Page is most famous for his work when he was part of a maverick group of young journalists and photographers who covered the Vietnam War, and their photographs and stories reflected the raw experiences of unfettered access to US troopers, battlefields and patrols.
Born in England, Page was in his early 20s when he began covering the war in 1965. Four years later in 1969 a piece of shrapnel stuck him in the head as he helped an injured US soldier into an evacuation helicopter. The accident ended his career as a war photographer.

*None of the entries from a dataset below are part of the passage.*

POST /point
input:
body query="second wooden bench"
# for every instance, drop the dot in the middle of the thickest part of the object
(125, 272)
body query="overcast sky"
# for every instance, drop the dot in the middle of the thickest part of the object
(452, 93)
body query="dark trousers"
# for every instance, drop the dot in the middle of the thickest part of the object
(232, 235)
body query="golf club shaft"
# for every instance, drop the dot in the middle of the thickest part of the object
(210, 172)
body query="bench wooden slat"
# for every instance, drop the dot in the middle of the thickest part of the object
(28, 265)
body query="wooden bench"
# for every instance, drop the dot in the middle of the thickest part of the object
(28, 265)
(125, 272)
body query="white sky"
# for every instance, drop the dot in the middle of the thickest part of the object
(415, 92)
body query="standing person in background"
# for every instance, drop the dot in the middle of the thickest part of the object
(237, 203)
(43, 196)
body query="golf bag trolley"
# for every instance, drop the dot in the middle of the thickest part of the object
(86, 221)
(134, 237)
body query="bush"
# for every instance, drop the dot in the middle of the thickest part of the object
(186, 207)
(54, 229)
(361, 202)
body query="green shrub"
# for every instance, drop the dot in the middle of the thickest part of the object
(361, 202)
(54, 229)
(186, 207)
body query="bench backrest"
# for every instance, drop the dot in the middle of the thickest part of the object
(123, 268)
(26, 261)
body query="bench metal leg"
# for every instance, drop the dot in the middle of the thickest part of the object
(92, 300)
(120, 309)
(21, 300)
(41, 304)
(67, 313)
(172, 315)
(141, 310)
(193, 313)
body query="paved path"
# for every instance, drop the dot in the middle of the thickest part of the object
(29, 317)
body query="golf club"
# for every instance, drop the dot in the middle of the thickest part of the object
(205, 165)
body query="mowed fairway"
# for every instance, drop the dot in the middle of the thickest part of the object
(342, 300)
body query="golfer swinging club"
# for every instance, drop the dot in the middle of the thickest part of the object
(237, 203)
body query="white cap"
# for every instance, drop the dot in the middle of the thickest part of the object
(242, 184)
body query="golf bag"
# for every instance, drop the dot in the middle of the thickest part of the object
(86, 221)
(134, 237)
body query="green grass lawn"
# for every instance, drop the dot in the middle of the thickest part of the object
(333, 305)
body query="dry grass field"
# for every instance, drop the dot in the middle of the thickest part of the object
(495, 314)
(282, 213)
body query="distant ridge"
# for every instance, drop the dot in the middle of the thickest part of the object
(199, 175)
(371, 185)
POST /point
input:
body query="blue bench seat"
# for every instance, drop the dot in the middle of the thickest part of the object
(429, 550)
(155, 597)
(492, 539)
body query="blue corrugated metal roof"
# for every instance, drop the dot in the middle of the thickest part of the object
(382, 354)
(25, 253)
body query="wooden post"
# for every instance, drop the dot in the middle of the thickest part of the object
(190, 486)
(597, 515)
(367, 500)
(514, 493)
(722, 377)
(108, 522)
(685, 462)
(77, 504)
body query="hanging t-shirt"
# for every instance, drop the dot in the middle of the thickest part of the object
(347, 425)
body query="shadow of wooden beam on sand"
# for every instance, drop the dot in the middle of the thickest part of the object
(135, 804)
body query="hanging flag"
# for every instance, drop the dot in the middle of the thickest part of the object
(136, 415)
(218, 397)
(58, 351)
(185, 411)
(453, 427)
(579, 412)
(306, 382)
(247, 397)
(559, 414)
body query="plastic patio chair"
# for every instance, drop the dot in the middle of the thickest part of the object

Page’s reputation, however, lived on and influenced actor Dennis Hopper’s memorable portrayal of the frenetic photographer character in Francis Ford Coppola’s 1979 Oscar-winning film, Apocalypse Now.
Page, who is now based in Brisbane, Australia, shrugged off some of the fame he has amassed over the decades pointing to other photographers who may not have the same name recognition, but have great portfolios of work.
“If you survived you have good pictures. But should you be judged on your character, or known for your character or should you be known for your images?” Page asked.
It wasn’t until the 1980s that Page returned to Vietnam for work, and it was then that his affair with Southeast Asia was renewed. With restored confidence he published several books of photographs of Southeast Asia and other areas such as Sri Lanka.
“When I come [to the region] I always feel that I am looking into my own soul more than when I am at home. Maybe Indochina makes you look in the mirror more,” he said.
In 1990, he returned to Cambodia and filmed a documentary called “Danger on the Edge of Town,” which was about his quest to tracks down the remains of Flynn and Stone.
Page said he hopes his forthcoming exhibition at Meta House, which will include his pictures from throughout the region, will pass along some lessons taught by the Vietnam War, which he called a metaphor of “the mess we have put the planet into.”
“I can lock something into someone’s mind and make them think twice… If I can raise awareness of one percent I am winning,” he said.